4. Remettre en service les cellules dans 10 mL de PBS et centrifuger à nouveau les cellules comme à l’étape 2.3, pour éliminer la trypsine et d’autres composants des milieux de culture tels que les antibiotiques.
   REMARQUE: La présence de trypsine ou de composants de culture cellulaire tels que des antibiotiques dans la suspension de cellules cancéreuses peut entraîner une diminution de la viabilité de l’embryon de poulet.
5. Aspirer soigneusement les cellules surnageantes et les réaporer avec 1 mL de PBS glacé.
6. Comptez le nombre de cellules à l’aide d’un hémocytomètre ou de tout autre équipement de comptage cellulaire disponible.
   REMARQUE: Ce protocole de dépistage exige que chaque colonie métastatique soit initiée par une seule cellule. Lors du comptage des cellules, assurez-vous que les cellules sont entièrement trypsinisées et existent sous la forme d’une suspension cellulaire unique (aucun amas cellulaire n’est présent).
7. Pour l’injection intraveineuse (IV), concentrez les cellules à 0,5 x^{10 6} à 1,0 x 10⁶ cellules/mL. Utilisez du PBS glacé 1x pour diluer et/ou resuspender les concentrés cellulaires. Attendez-vous à ce qu’environ 1 mL de suspension de cellules soit nécessaire pour dix embryons.
   REMARQUE: La concentration nécessaire de la suspension cellulaire en suspension est principalement déterminée par le niveau d’expérience de l’expérimentateur. Veuillez consulter la section suivante pour plus de détails.

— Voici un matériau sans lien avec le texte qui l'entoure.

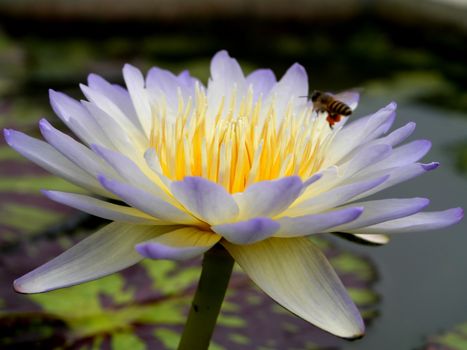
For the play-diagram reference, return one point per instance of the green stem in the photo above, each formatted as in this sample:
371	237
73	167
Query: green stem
215	276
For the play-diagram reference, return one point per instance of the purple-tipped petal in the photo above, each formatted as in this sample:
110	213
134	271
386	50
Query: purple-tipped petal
430	166
131	172
416	223
366	157
226	69
109	250
147	202
181	244
316	223
298	276
47	157
378	211
247	232
262	81
115	93
403	155
398	135
397	175
335	197
135	83
79	154
77	118
206	200
97	207
268	198
358	133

3. Injection intraveineuse de cellules cancéreuses pour la formation de colonies métastatiques

REMARQUE: En suivant ce protocole, jusqu’à une centaine d’embryons peuvent être injectés en une journée. Il faut généralement plus de temps pour isoler les colonies métastatiques (étape 5) puis pour injecter les cellules cancéreuses et, par conséquent, il est recommandé d’effectuer une première expérience pour estimer le temps nécessaire pour compléter toutes les étapes. L’utilisation d’étiquettes fluorescentes différentielles pour les cellules cancéreuses aide à réduire le nombre d’animaux et le temps requis pour chaque expérience. Par exemple, les cellules témoins peuvent être étiquetées avec RFP (protéine fluorescente rouge) tandis que les cellules tumorales mutantes peuvent être alternativement étiquetées avec GFP (protéine fluorescente verte). Dans ce cas, chaque expérience a un contrôle intégré qui corrige la variabilité inter-embryonnaire.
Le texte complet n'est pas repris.